Journal Donnerstag, 22. Juli 2021 – Geschenke per Post

Freitag, 23. Juli 2021

Nachts fast sechs Stunden am Stück tief geschlafen, das war schön. Aufgewacht in einen frischen Sommermorgen.

Mittags lauerte ich vor meinem Rechner auf einen Schwimm-Slot in Schyren- oder Dantebad, währenddessen schaute ich nach, ob es wohl schon einen Wiedereröffnungstermin fürs Olympiabad gibt, und fand heraus: IST SCHON OFFEN! Doch für Sonntag erjagte ich einen Slot im Dantebad.

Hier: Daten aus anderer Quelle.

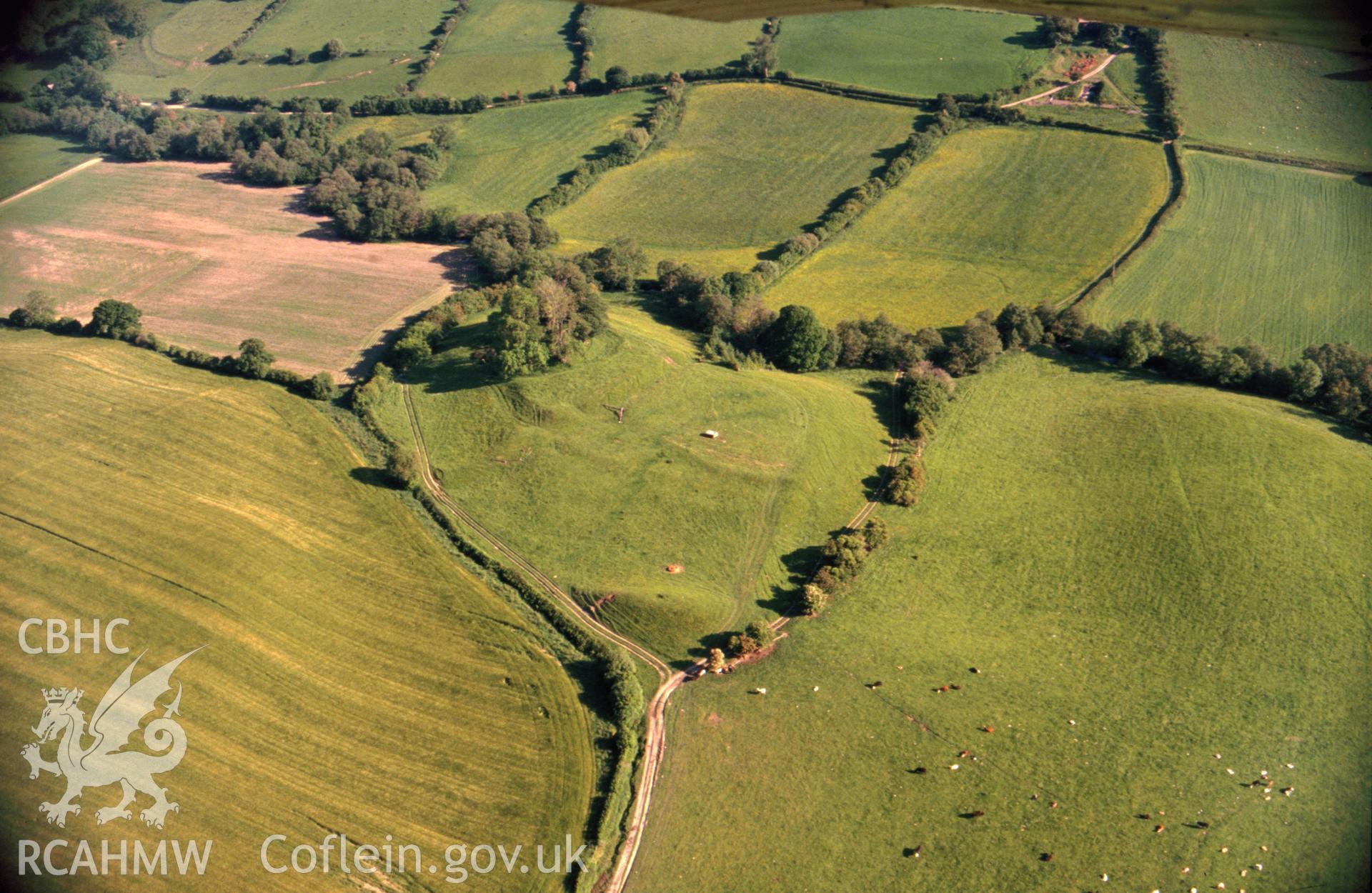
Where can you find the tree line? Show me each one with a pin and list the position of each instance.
(124, 321)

Mittagessen waren ein Laugenzöpferl sowie Pfirsiche mit Joghurt.

Nach Feierabend ging ich über den Vollcorner nach Hause, Einkäufe Obst, Tomaten, Milchprodukte.

Daheim freute ich mich über eine halbe Stunde Yoga, einmal durchgedehnt.

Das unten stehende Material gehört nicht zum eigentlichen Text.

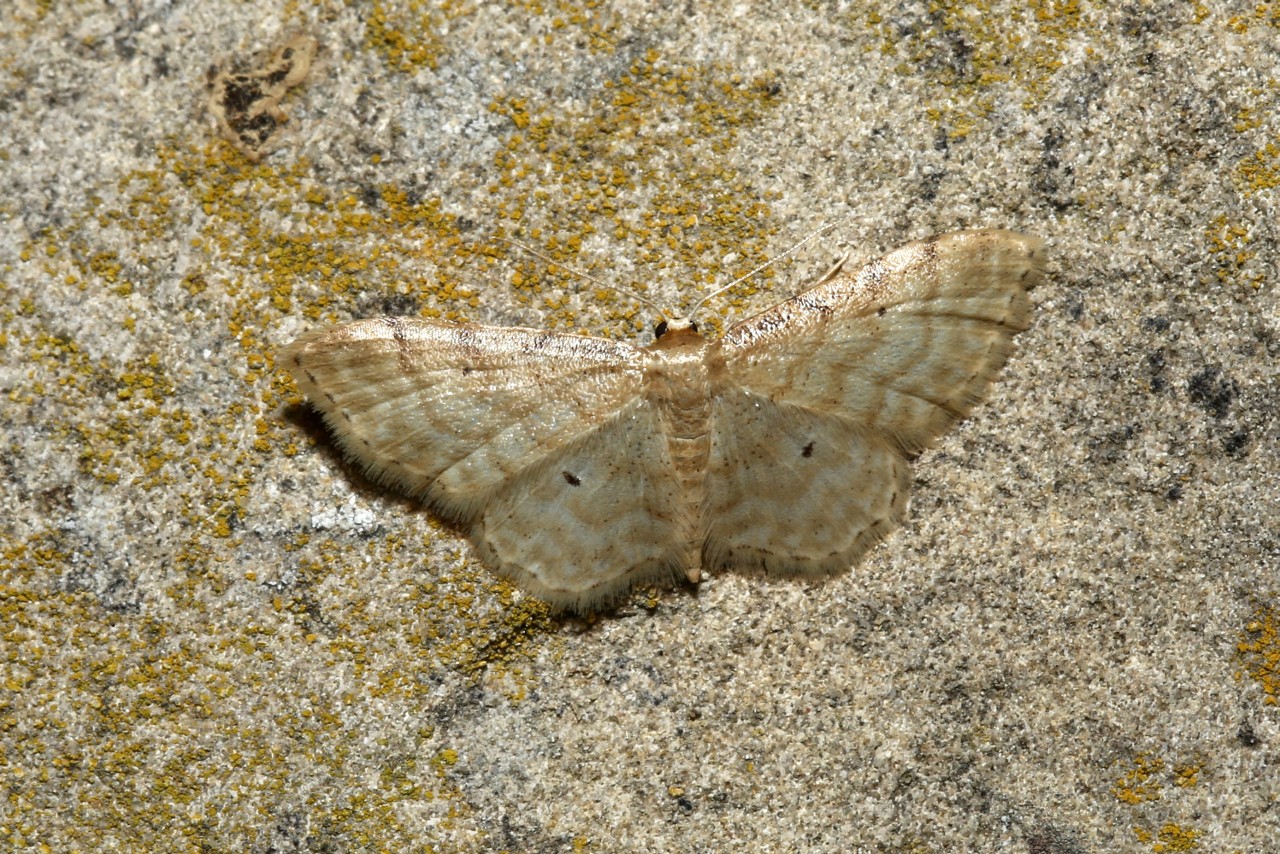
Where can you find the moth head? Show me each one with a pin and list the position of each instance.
(680, 324)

Mit der Post waren Geschenke gekommen: Eine Blogleserin hatte mir nach Nachfrage zwei Freikarten für die Münchner Bäder geschickt (danke! eine werde ich gleich am Sonntag einsetzen), und Bov Bjerg hatte mir die Neuauflage seines Roman-Erstlings Deadline zukommen lassen (große Freude, vielen Dank).

Eines der 224 verkauften Exemplare der ersten Auflage (der Rest wurde bei einem Lagerbrand vernichtet) besitze ich ja als immer noch sehr rührendes Geschenk eines weiteres Bloglesers und hatte es gern gelesen (hier unten hatte ich darüber geschrieben, hier gibt es mehr Info zum Roman, die Buchpremiere in Berlin verpasse ich leider, ich reise erst in der Woche danach an), jetzt darf es sich im Regalabschnitt mit der Bücherkategorie “Bücher von Blogger*innen und Twitter*innen” (wahrscheinlich keine sehr häufige Bibliothekskategorie) ans neue kuscheln.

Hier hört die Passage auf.